According to a report from the Examiner, Peter Cornish, chief executive of Fruit Growers Tasmania, said at the start of 2021 that weather permitting, growers were looking at a good season.

“Early cherries have been good for the domestic market, but for the vast majority of this year's crop, about 60 per cent of it goes to export and comes on a little bit later," Cornish said.

"The bulk of our cherries get harvested from now to the middle of February, but overall, things look pretty good for the crop."

Cornish said exporters from the Australian state would continue to target a range of markets this season and would be aided by new airfreight services.

"Last year, our biggest market was Hong Kong, and our second-biggest market was China, with our third biggest Taiwan," Cornish said.

"Our other important markets were in Thailand and Singapore and about 17 or 18 different countries where our cherries, in particular, were exported.

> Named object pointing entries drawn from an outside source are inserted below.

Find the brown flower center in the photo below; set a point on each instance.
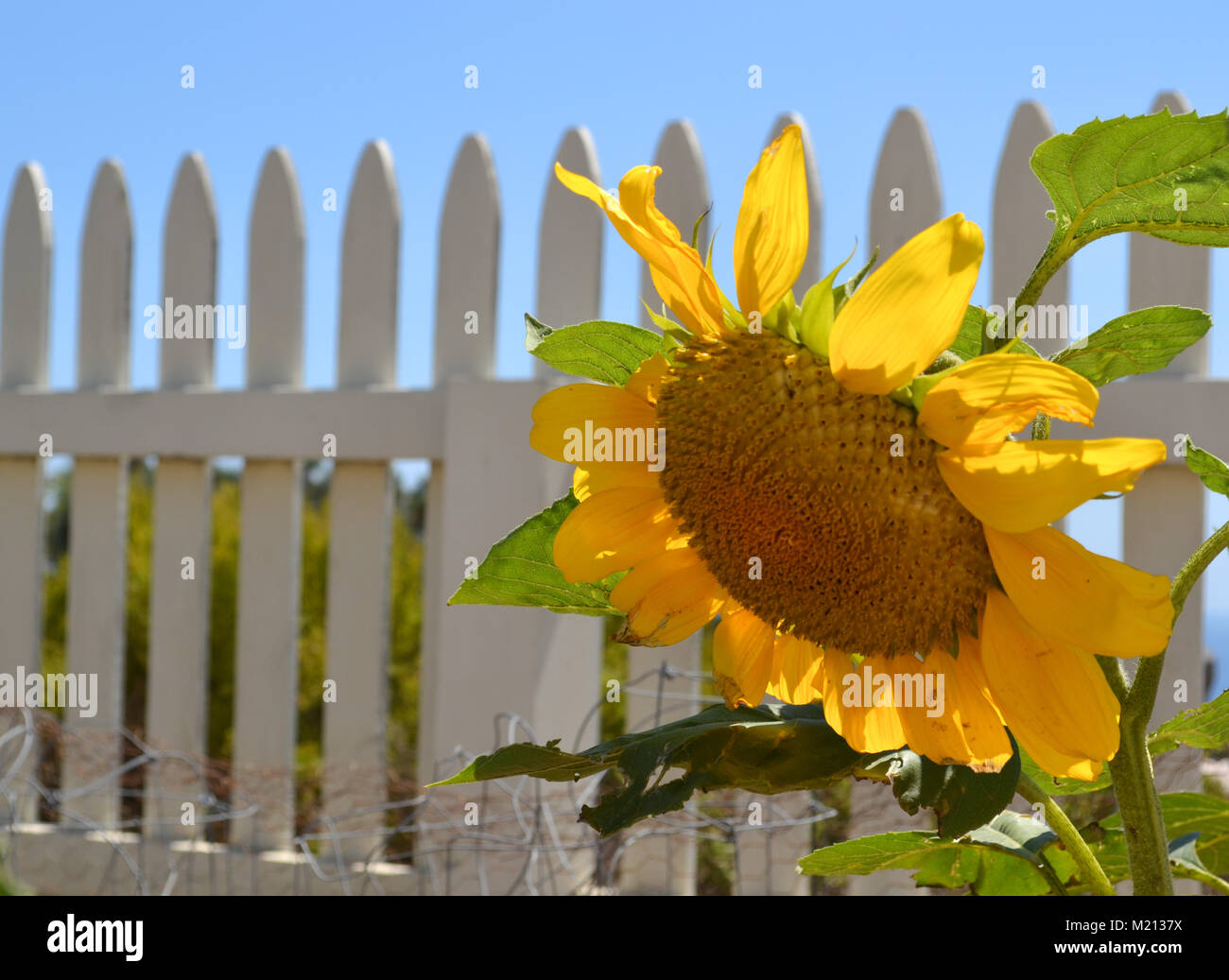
(818, 508)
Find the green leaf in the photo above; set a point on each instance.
(961, 799)
(1185, 815)
(969, 339)
(972, 328)
(520, 570)
(1212, 472)
(1203, 727)
(1134, 344)
(770, 749)
(1138, 173)
(598, 349)
(525, 759)
(1003, 857)
(818, 312)
(840, 294)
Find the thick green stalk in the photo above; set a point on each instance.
(1089, 869)
(1131, 769)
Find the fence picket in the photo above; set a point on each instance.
(569, 274)
(906, 196)
(1163, 517)
(98, 519)
(1020, 228)
(267, 639)
(179, 638)
(667, 864)
(811, 271)
(360, 512)
(25, 315)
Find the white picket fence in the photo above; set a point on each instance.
(477, 661)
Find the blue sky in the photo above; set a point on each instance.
(81, 82)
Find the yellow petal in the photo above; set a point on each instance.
(597, 478)
(984, 399)
(770, 240)
(676, 267)
(742, 656)
(613, 531)
(853, 712)
(798, 671)
(666, 598)
(961, 727)
(1088, 601)
(562, 414)
(909, 311)
(1052, 696)
(1027, 485)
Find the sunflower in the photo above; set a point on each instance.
(843, 536)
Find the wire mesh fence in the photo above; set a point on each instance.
(177, 834)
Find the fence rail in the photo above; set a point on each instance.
(470, 425)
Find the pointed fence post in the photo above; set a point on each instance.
(179, 645)
(906, 199)
(270, 524)
(25, 316)
(1163, 517)
(98, 519)
(360, 520)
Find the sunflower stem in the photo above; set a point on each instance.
(1041, 426)
(1057, 819)
(1049, 263)
(1131, 769)
(1139, 806)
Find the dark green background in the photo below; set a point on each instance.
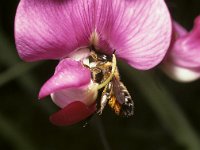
(24, 121)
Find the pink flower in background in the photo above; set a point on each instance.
(139, 31)
(183, 59)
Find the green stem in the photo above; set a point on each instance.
(165, 107)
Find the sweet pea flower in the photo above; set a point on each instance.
(182, 62)
(138, 30)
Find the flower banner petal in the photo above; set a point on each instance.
(139, 30)
(49, 29)
(68, 74)
(72, 113)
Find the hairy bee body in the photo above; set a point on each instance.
(114, 93)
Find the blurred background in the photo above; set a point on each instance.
(166, 112)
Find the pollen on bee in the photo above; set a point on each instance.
(94, 38)
(114, 104)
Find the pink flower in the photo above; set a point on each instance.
(183, 59)
(139, 31)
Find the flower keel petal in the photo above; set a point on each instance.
(68, 74)
(72, 113)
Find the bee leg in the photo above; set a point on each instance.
(104, 100)
(106, 95)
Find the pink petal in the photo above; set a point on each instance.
(86, 94)
(186, 49)
(50, 29)
(68, 74)
(72, 113)
(139, 30)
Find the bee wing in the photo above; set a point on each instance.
(123, 97)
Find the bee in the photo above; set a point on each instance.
(114, 93)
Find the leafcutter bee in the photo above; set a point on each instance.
(104, 72)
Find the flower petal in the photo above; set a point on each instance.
(139, 30)
(72, 113)
(68, 74)
(49, 29)
(186, 49)
(86, 95)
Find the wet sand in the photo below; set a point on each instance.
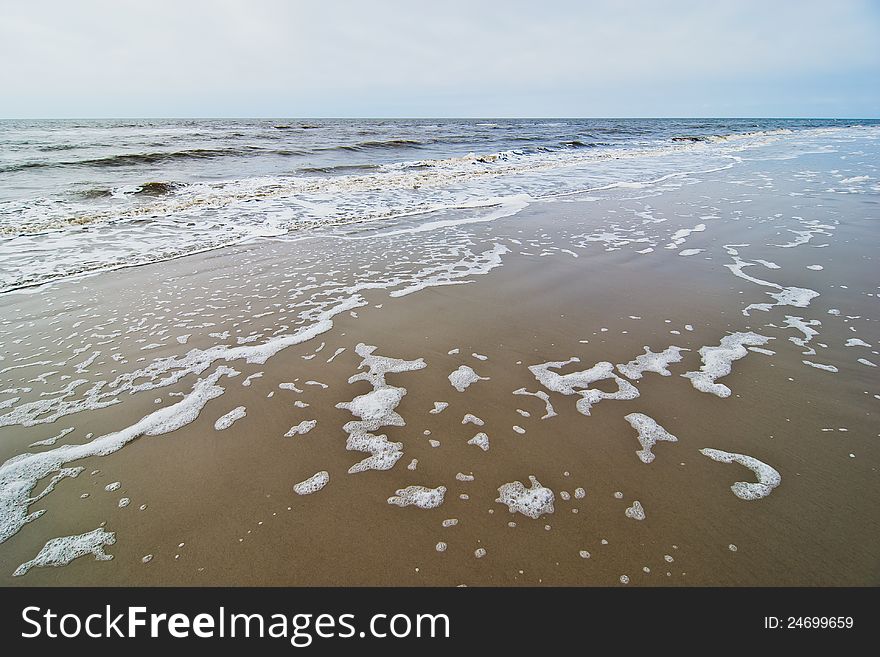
(220, 506)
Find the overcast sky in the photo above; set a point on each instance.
(161, 58)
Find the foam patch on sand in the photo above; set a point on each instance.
(718, 361)
(577, 383)
(768, 478)
(797, 297)
(821, 366)
(543, 396)
(301, 429)
(313, 484)
(652, 362)
(170, 370)
(61, 551)
(650, 433)
(51, 441)
(20, 474)
(636, 512)
(376, 409)
(679, 236)
(533, 502)
(805, 327)
(230, 418)
(462, 378)
(419, 496)
(455, 273)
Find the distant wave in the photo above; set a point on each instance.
(156, 157)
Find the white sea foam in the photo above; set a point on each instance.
(313, 484)
(481, 440)
(718, 361)
(472, 419)
(52, 440)
(821, 366)
(577, 383)
(462, 378)
(21, 473)
(419, 496)
(301, 429)
(543, 396)
(61, 551)
(533, 502)
(636, 512)
(226, 421)
(454, 273)
(376, 409)
(768, 478)
(652, 362)
(679, 236)
(650, 433)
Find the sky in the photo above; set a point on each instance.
(444, 58)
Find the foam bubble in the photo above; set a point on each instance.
(472, 419)
(652, 362)
(650, 433)
(301, 429)
(577, 383)
(768, 478)
(543, 396)
(464, 377)
(419, 496)
(61, 551)
(717, 361)
(376, 409)
(21, 473)
(533, 502)
(227, 420)
(821, 366)
(313, 484)
(52, 440)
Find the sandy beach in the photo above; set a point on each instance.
(779, 247)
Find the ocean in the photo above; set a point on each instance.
(83, 196)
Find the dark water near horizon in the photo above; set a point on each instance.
(84, 195)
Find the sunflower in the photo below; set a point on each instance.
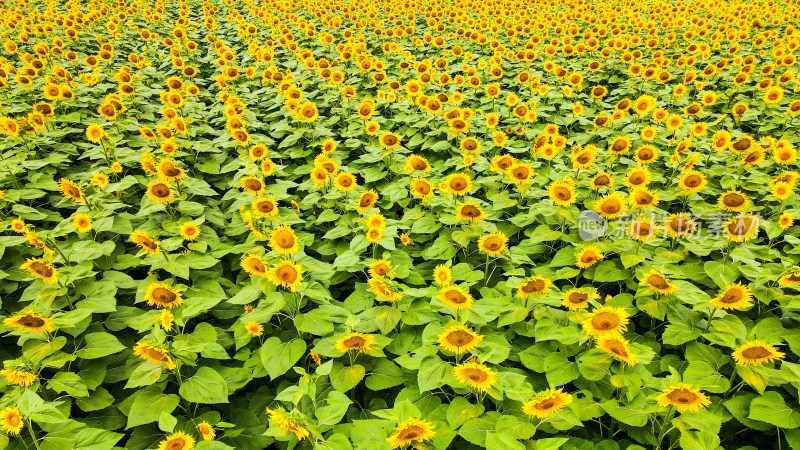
(283, 241)
(611, 206)
(520, 173)
(742, 228)
(455, 297)
(683, 397)
(493, 244)
(756, 353)
(641, 229)
(536, 285)
(71, 190)
(287, 274)
(457, 184)
(160, 192)
(254, 328)
(383, 291)
(588, 256)
(18, 377)
(265, 206)
(617, 347)
(41, 269)
(206, 431)
(357, 342)
(154, 354)
(459, 339)
(177, 441)
(735, 296)
(442, 275)
(475, 375)
(470, 211)
(345, 181)
(162, 295)
(146, 242)
(367, 200)
(286, 424)
(11, 421)
(658, 282)
(417, 163)
(562, 192)
(252, 184)
(576, 299)
(606, 320)
(410, 431)
(601, 179)
(546, 404)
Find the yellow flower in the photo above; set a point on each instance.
(283, 241)
(254, 328)
(658, 282)
(357, 342)
(459, 339)
(11, 421)
(756, 353)
(493, 244)
(206, 430)
(18, 377)
(606, 320)
(287, 274)
(189, 231)
(177, 441)
(154, 354)
(455, 297)
(683, 397)
(162, 295)
(409, 431)
(546, 404)
(41, 269)
(475, 375)
(290, 426)
(617, 347)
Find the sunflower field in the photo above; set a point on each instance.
(381, 224)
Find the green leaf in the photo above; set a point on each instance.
(771, 408)
(278, 356)
(206, 386)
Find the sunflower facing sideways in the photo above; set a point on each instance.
(459, 339)
(410, 431)
(683, 397)
(475, 375)
(29, 321)
(356, 342)
(547, 404)
(606, 320)
(756, 353)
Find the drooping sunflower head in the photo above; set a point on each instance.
(606, 320)
(684, 397)
(162, 295)
(617, 347)
(283, 241)
(475, 375)
(356, 342)
(756, 353)
(536, 285)
(546, 404)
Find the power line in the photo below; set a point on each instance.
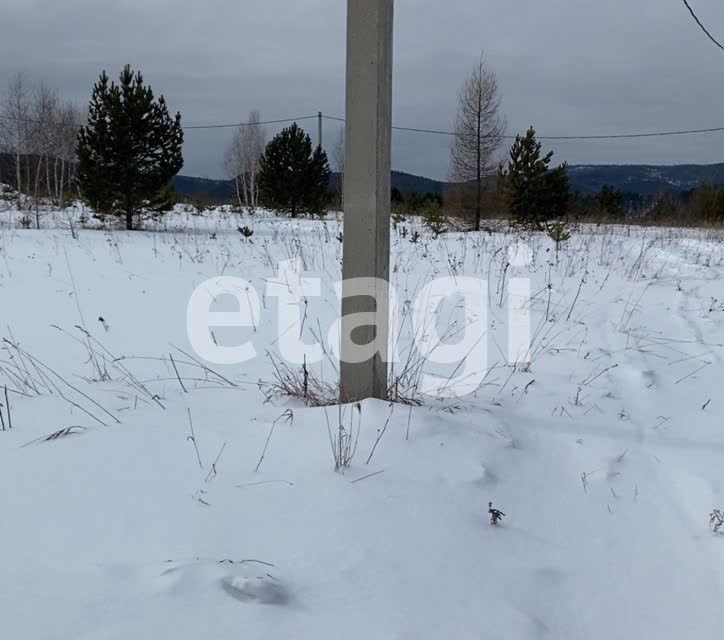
(246, 124)
(615, 136)
(703, 28)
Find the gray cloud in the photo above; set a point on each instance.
(565, 66)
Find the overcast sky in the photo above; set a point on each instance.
(564, 66)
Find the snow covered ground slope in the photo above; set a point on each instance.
(605, 454)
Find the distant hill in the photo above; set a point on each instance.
(645, 180)
(223, 190)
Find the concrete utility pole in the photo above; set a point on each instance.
(368, 137)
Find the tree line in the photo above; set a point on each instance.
(121, 153)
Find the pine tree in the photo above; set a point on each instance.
(130, 148)
(293, 177)
(610, 201)
(534, 193)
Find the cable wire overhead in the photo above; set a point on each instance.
(703, 28)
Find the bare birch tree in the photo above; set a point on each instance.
(338, 160)
(479, 131)
(242, 156)
(15, 121)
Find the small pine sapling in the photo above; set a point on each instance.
(716, 520)
(495, 515)
(434, 219)
(245, 231)
(558, 232)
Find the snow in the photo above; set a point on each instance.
(605, 454)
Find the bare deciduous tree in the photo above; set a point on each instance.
(479, 129)
(338, 160)
(241, 159)
(39, 134)
(15, 121)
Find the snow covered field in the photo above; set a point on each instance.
(605, 454)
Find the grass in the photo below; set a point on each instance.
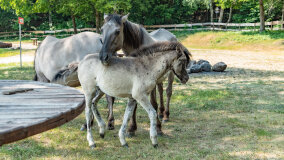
(237, 114)
(213, 116)
(246, 41)
(14, 71)
(8, 52)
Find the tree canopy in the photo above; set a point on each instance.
(57, 14)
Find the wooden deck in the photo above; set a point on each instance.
(37, 108)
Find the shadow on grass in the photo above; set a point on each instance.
(243, 119)
(17, 73)
(272, 34)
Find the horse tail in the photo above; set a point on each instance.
(35, 77)
(68, 76)
(39, 76)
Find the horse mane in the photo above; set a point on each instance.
(133, 33)
(161, 47)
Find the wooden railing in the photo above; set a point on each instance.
(275, 25)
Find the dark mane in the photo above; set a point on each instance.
(114, 17)
(161, 47)
(133, 33)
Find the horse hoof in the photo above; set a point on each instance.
(102, 135)
(110, 127)
(165, 120)
(130, 134)
(160, 133)
(93, 146)
(125, 145)
(83, 128)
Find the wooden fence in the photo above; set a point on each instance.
(275, 25)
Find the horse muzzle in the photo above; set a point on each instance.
(105, 59)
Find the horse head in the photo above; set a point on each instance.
(112, 36)
(180, 64)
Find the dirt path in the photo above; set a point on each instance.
(243, 59)
(234, 59)
(26, 57)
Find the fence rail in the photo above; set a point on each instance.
(274, 25)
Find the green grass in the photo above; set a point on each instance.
(14, 71)
(253, 41)
(213, 116)
(4, 52)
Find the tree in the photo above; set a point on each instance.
(261, 16)
(283, 14)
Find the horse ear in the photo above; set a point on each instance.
(124, 18)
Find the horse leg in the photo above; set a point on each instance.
(96, 113)
(133, 125)
(110, 101)
(153, 100)
(146, 104)
(162, 107)
(89, 94)
(169, 95)
(128, 112)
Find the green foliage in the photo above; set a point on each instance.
(38, 12)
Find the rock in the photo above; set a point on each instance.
(202, 61)
(188, 70)
(14, 48)
(219, 67)
(206, 67)
(5, 45)
(190, 64)
(195, 68)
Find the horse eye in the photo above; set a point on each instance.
(117, 31)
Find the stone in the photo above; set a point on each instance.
(206, 67)
(5, 45)
(192, 62)
(219, 67)
(195, 68)
(202, 61)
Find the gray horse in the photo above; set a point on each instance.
(119, 33)
(56, 59)
(132, 77)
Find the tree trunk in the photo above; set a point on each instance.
(283, 15)
(50, 18)
(49, 14)
(74, 24)
(211, 11)
(97, 21)
(230, 14)
(261, 16)
(221, 15)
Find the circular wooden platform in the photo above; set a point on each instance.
(35, 108)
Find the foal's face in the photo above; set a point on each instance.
(179, 69)
(112, 38)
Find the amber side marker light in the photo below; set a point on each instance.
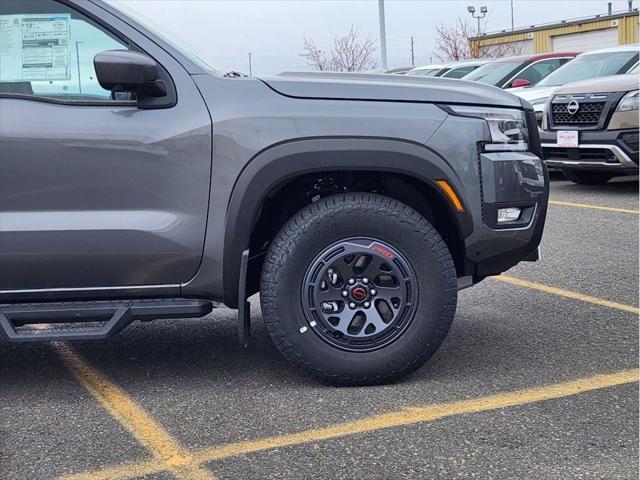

"It's certainly helped by the new (faster) air freight service running out of Hobart into Hong Kong, then Taiwan, China, and Japan."

Tasmanian growers have increased plantings over recent years which are now coming into maturity. Cornish said this is set to boost production in this season and over the coming seasons.

"Overall, our cherry industry production for export is worth in the A$60m (US$46m) to A$70m (US$54m) range each year, and we expect it to be up this year anywhere from 10 to 20 per cent," Cornish said.